Littérature française

Dima Abdallah

D'une rive l'autre

✒ Dolly Choueiri

(Librairie Des gens qui lisent, Sartrouville)

Trois personnages liés par des fils invisibles, entre apprentissage, poids des origines et désirs d’émancipation. Ce très beau roman, porté par une écriture poétique et troublante, raconte les fantômes qui peuvent nous traverser, nous construire mais aussi nous détruire.
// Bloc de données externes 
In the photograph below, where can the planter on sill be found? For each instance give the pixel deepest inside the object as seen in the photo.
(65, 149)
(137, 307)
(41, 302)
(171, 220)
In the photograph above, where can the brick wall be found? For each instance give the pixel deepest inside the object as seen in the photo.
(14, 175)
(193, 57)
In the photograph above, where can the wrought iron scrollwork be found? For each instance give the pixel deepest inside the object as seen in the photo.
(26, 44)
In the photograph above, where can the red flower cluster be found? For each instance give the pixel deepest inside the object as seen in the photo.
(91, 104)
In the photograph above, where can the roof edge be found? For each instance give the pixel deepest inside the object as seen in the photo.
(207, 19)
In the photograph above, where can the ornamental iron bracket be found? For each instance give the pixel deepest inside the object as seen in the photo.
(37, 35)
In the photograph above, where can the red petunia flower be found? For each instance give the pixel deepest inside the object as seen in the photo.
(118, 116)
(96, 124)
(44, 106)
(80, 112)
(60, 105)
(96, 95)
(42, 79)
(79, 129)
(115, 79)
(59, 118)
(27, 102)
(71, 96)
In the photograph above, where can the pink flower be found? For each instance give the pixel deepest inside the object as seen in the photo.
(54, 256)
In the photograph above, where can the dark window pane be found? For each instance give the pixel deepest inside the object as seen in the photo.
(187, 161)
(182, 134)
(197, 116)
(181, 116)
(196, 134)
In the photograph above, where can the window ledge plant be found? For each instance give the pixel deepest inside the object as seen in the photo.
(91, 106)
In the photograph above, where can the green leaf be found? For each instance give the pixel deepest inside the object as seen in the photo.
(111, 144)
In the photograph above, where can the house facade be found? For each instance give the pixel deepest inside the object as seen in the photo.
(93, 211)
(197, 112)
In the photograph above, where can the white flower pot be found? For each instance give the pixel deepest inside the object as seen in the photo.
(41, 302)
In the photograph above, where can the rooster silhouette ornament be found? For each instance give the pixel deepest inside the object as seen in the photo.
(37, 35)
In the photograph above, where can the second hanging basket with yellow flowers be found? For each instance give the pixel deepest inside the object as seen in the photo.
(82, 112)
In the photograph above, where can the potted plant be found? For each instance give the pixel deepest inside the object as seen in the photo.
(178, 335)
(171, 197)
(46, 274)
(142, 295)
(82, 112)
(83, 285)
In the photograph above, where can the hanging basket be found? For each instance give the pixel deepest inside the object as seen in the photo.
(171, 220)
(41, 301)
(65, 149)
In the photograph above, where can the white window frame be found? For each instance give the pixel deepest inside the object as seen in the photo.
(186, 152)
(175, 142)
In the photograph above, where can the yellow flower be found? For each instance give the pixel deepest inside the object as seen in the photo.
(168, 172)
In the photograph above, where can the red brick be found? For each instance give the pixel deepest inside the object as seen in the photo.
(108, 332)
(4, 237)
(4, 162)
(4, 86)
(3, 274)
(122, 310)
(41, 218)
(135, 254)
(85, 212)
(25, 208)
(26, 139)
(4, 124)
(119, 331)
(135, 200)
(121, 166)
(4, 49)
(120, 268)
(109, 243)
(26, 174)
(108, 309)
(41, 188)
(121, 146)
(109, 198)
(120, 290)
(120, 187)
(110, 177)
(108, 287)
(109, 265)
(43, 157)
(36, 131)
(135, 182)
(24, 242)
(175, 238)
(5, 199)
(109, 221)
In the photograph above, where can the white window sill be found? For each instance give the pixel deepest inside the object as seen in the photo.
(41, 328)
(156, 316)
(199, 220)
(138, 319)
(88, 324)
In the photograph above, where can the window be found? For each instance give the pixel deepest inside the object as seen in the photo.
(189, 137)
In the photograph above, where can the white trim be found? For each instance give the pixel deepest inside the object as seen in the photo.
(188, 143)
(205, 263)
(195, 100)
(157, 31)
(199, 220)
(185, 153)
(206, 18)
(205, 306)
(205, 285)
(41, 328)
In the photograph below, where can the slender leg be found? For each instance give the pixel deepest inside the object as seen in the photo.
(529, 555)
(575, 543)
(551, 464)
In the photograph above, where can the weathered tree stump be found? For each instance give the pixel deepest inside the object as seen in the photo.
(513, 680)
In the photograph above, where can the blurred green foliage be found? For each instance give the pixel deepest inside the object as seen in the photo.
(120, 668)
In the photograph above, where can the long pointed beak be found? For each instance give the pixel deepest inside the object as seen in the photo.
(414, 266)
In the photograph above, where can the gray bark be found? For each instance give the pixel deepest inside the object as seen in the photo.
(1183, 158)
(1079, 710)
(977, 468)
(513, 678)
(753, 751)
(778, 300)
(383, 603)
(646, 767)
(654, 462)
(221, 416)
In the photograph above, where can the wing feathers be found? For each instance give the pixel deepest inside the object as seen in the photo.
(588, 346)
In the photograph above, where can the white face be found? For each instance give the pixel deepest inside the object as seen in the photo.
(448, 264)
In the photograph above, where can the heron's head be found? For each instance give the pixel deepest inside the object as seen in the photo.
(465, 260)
Au début du roman, un personnage énigmatique prend la parole. Au coin du feu, comme au début d’un conte qu’il s’apprête à nous lire, il convoque les silhouettes de trois enfants : Elias, Layla et lui. L’histoire commence comme un roman initiatique. Trois enfants, un peu cabossés, se lient d’amitié dans une ville abîmée de banlieue où ils tentent de conjurer leurs destins. Le narrateur est fou amoureux de Layla, depuis toujours, sans oser le lui dire. Il habite seul avec sa mère, dont la tristesse et la solitude l’oppressent. Elle vit dans le souvenir d’un pays qui n’est pas le sien mais celui de l’homme qui l’a quittée et pour lequel elle verse encore des larmes, treize ans plus tard. Ce pays, de l’autre côté de la Méditerranée et qui se relève tout juste de la guerre civile, c’est le Liban que le narrateur ne connaît pas mais qui ne cesse de l’attirer. Elias et le narrateur se ressemblent : ils ont tous les deux grandi dans l’absence de leur père et soignent leurs mauvaises graines intérieures à coups de danses et de musiques dans le secret de leur chambre. Elias rêve de devenir boulanger et de s’installer à Sète ; le narrateur voudrait enfin déclarer son amour à Layla et s’enfuir avec elle. Mais leurs démons les rattrapent et les entraînent dans d’autres directions, violentes et désespérées. Ça parle de fantômes et d’amour, de l’enfance qui se termine, d’amitié et de silences. Ça parle de ce qui nous possède et nous hante sans que l’on sache pourquoi. De ce qui n’est pas à nous et qui pourtant hurle au fond de nous. Ce n’est pas notre histoire jusqu’au moment où on comprend que si : la Méditerranée, les origines, les mots, leur beauté et leur puissance, le fil que l’on remonte pour comprendre ce qui ne s’explique pas, les pages que l’on écrit et les autres, qu’il faut tourner. Un roman d’une force et d’une poésie étourdissantes.